For much of the past three decades, the Islamic Republic’s inflammatory rhetoric and aggressive posture concealed the reality of its strategic loneliness. Iran is, after all, a Persian nation surrounded by Arab states were suspicious of its revolution and its proclaimed objectives. The Gulf sheikdoms arrayed themselves behind the American shield, Iraq sustained its animosity toward Iran long after the end of its war, and the incumbent Sunni republics maintained a steady belligerence. Iran nurtured its lethal Hezbollah protégé and aided Palestinian rejectionist groups but appeared hemmed in by the wall of Arab hostility. All this changed when Iraq was reclaimed by the Shias and the Arab Spring shook the foundations of the Sunni order. Today, the guardians of the Islamic Republic see a unique opportunity to project their power in a region beset by unpredictable transitions.
For the Supreme Leader Ali Khamenei Arab Spring means “a people have emerged who are not dependent on America.” Whatever confidence-building measures his diplomats might be negotiating in Europe, the Supreme Leader insists that Iran is “challenging the influence of America in the region and it is extending its own influence.” In Khamenei’s depiction, America is a crestfallen imperial state hastily retreating from the region. Today Tehran sees an America unable to impose a solution on a recalcitrant Middle East. Whatever compunctions Tehran may have had about American power greatly diminished with the spectacle over Syria where Washington’s redlines were erased with the same carelessness that they were initially drawn.
U.S. actions on non-proliferation strained relations with many allies, including the enterprising shah of Iran. It is a talking point of the Islamic Republic today that Washington looked the other way and even assisted the shah as he sought to develop a nuclear weapon capability.

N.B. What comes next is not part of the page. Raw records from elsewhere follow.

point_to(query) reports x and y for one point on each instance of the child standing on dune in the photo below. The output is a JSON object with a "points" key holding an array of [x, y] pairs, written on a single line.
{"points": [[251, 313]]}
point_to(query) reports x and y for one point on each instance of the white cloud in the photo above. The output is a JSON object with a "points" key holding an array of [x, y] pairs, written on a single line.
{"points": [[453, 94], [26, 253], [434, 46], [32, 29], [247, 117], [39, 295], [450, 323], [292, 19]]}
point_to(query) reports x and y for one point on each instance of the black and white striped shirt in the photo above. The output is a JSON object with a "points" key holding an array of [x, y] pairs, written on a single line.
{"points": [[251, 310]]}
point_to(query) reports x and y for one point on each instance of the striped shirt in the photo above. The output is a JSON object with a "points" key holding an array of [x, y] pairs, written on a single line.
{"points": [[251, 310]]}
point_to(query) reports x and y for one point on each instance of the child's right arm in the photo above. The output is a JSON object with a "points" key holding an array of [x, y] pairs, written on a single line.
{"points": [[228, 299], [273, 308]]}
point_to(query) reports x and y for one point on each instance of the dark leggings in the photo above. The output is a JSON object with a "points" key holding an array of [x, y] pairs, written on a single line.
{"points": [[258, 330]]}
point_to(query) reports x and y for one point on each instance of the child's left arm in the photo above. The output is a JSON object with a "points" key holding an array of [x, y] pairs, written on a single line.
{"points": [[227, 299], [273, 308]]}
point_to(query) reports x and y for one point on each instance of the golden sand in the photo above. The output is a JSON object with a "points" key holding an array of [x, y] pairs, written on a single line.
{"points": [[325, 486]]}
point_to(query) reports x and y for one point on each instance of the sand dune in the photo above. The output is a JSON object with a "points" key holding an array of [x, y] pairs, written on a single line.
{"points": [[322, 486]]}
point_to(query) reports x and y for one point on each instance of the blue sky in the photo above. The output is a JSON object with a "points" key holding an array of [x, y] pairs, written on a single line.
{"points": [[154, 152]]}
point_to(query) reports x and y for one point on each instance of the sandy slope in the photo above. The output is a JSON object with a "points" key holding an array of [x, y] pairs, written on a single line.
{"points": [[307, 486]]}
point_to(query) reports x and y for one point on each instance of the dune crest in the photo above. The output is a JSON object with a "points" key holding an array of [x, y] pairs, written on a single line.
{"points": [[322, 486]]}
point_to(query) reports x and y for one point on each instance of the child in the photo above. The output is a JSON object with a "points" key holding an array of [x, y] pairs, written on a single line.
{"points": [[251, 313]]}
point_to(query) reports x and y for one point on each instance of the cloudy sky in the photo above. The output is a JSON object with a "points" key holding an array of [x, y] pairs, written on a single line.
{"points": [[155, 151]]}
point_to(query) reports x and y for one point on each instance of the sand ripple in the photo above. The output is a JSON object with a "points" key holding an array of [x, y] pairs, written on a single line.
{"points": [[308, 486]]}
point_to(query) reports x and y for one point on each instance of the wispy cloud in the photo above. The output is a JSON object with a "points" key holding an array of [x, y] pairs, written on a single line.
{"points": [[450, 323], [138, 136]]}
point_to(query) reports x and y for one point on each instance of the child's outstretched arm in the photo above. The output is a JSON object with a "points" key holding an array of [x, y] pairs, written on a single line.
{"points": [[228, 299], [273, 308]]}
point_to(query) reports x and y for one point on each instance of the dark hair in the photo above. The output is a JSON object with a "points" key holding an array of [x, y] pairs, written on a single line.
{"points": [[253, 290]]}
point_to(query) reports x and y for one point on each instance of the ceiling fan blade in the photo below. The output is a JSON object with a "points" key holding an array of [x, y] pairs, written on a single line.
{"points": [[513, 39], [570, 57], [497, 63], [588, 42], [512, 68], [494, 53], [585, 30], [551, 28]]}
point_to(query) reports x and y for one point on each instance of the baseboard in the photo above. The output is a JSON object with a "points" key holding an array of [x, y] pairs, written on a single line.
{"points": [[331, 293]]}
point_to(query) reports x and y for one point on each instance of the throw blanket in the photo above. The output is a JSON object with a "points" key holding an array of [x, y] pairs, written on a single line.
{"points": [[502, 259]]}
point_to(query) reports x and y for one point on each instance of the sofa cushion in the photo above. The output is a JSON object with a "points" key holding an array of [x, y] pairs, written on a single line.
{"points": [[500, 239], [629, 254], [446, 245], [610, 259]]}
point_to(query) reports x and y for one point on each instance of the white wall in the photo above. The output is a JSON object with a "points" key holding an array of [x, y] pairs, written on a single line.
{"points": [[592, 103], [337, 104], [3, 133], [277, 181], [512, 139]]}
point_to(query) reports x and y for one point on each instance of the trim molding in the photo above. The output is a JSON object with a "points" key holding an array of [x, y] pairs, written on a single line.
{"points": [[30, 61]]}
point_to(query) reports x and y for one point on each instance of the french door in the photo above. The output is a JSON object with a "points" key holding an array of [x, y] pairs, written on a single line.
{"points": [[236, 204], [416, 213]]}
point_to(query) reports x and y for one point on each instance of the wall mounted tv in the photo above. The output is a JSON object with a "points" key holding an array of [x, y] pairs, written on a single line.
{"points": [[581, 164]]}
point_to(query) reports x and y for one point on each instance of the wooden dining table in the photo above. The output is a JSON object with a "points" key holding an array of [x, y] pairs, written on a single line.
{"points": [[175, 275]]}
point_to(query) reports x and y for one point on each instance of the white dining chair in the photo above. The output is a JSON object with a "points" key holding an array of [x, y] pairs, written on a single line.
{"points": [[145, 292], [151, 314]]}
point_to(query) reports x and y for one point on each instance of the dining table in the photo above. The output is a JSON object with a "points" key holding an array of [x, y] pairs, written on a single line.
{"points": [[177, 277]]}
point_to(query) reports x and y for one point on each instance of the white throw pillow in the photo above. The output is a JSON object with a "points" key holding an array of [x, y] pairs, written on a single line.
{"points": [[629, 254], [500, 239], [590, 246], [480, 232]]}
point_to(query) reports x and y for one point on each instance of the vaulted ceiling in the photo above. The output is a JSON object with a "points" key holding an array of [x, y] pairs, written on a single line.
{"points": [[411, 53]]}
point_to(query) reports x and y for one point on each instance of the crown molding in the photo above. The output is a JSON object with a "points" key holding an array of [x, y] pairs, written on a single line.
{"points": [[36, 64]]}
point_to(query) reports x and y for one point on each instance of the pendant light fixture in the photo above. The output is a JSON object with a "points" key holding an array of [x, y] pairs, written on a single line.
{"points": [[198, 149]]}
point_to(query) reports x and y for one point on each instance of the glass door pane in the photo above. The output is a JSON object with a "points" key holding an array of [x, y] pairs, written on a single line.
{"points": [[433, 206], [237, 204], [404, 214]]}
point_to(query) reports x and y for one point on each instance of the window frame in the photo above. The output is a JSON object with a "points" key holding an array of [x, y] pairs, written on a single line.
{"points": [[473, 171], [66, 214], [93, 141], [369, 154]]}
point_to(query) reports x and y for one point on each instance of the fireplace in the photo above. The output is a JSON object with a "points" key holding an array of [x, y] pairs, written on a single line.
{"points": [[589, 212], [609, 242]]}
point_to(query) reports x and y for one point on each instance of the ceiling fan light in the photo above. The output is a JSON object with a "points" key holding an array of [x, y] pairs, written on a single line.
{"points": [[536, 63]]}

This claim has been accepted as a truism by many U.S. policymakers and analysts. But the historical record belies such assertions. The Ford and Carter administrations opposed the shah’s quest for completion of the fuel cycle and refused to give him access to sensitive nuclear technologies. Washington insisted that the shah, then head of a regime considered a reliable U.S. ally, forgo the capacity to either enrich uranium or reprocess plutonium.

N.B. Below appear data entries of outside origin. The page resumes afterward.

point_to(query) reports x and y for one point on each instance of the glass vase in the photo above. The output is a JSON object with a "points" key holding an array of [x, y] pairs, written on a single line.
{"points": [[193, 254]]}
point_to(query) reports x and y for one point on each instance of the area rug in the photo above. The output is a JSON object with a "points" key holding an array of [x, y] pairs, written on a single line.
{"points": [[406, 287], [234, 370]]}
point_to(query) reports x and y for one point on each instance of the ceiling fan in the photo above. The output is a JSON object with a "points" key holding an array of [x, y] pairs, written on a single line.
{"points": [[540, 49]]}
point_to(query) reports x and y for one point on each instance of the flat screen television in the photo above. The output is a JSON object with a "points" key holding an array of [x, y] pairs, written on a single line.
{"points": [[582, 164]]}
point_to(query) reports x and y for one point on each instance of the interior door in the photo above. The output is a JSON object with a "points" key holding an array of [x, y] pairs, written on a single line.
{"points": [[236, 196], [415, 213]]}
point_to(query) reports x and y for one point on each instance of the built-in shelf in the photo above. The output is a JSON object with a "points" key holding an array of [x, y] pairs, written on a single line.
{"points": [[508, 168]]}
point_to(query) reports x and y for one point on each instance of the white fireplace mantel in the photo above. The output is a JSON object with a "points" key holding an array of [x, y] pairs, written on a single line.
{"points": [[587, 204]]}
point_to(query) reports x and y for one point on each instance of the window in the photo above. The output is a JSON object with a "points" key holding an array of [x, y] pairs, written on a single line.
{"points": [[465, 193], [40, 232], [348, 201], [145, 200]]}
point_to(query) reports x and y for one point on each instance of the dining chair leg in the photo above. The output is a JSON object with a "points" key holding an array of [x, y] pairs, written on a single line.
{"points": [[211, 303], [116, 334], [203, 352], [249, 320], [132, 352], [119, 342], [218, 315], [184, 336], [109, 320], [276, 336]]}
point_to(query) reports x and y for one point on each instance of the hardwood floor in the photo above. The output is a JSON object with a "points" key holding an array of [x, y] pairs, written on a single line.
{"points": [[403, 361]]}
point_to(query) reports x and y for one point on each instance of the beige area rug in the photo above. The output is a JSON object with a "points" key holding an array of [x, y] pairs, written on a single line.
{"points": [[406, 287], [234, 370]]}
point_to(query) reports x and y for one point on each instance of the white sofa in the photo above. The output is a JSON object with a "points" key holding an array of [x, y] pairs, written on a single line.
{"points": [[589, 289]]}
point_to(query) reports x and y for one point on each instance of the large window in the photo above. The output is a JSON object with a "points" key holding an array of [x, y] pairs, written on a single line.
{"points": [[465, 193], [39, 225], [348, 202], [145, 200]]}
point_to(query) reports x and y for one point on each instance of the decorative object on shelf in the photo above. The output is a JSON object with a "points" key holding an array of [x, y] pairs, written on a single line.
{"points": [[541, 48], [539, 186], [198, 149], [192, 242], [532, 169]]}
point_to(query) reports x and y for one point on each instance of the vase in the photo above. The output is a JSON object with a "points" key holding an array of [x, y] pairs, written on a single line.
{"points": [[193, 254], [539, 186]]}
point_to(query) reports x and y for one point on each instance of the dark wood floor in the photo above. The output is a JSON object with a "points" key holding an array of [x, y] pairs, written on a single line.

To be sure there were failure along the way as India, Pakistan and North Korea defied the United States and built their own bombs. But Washington did not facilitate their programs and, in each instance, tried to derail their efforts. The positon of the United States remained that the Nuclear Non-Proliferation Treaty does not give any state the right to enrich and that the most suitable path to a civilian nuclear program is to forgo that option.

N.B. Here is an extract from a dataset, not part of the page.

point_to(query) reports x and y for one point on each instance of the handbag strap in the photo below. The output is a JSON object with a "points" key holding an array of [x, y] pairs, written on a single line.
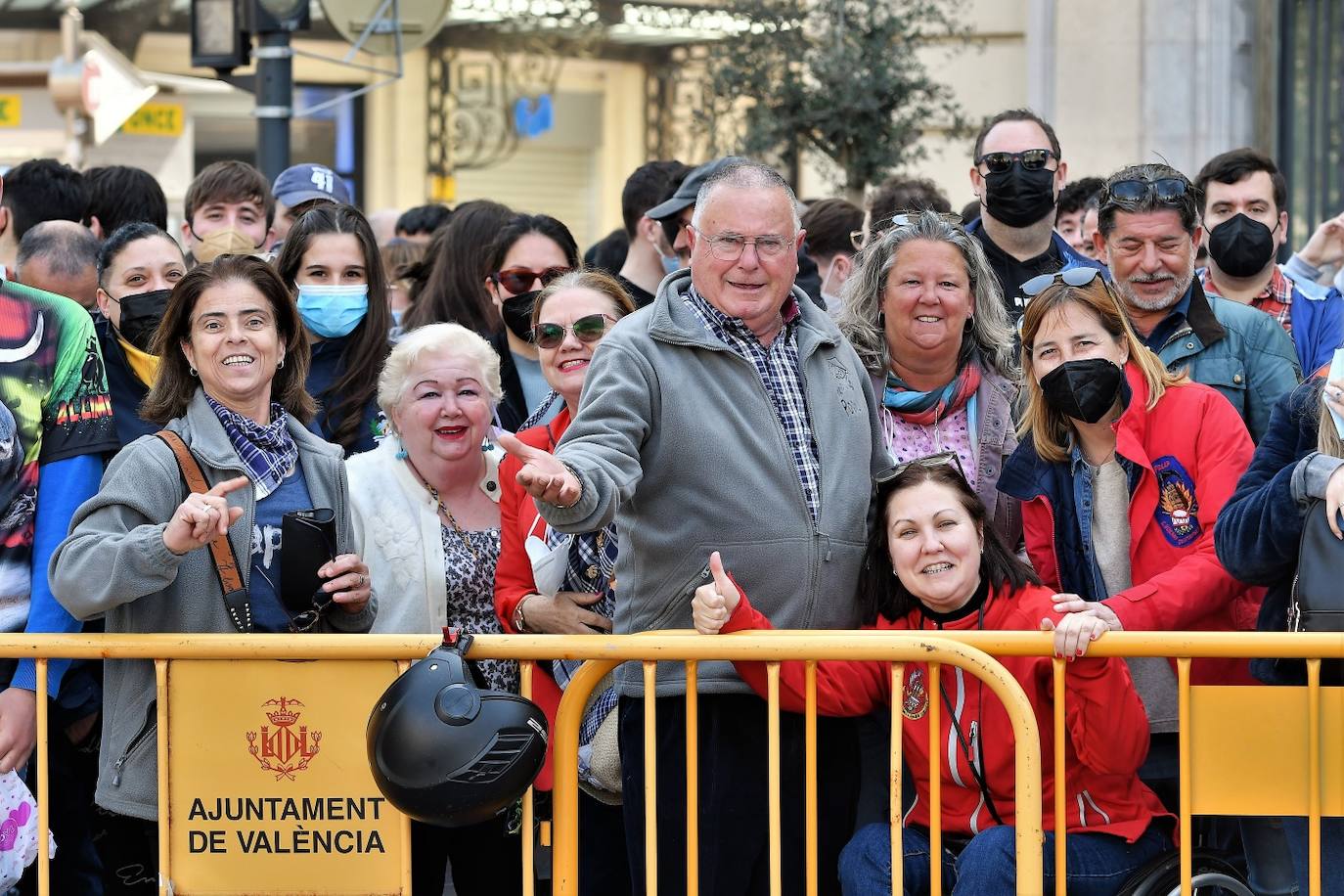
{"points": [[226, 563]]}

Today, by contrast, the U.S. appears poised to concede to an adversarial regime not only an enrichment capacity but also one that is likely to be industrialized after the expiration of a sunset clause. This would have been like Washington aiding the Soviets in constructing the bomb in the 1940s or helping China in the 1960s. There is no dispute between the Obama White House and its critics that Iran is a revolutionary regime seeking to expand its influence in the Middle East. Tehran’s destabilizing regional activities come at the detriment of the United States and its allies. The baffling part of all this is that Washington is seeking to conclude an agreement that envisions this radical regime gaining access to a sophisticated nuclear infrastructure that will not permanently be limited to peaceful exploitation of atomic power.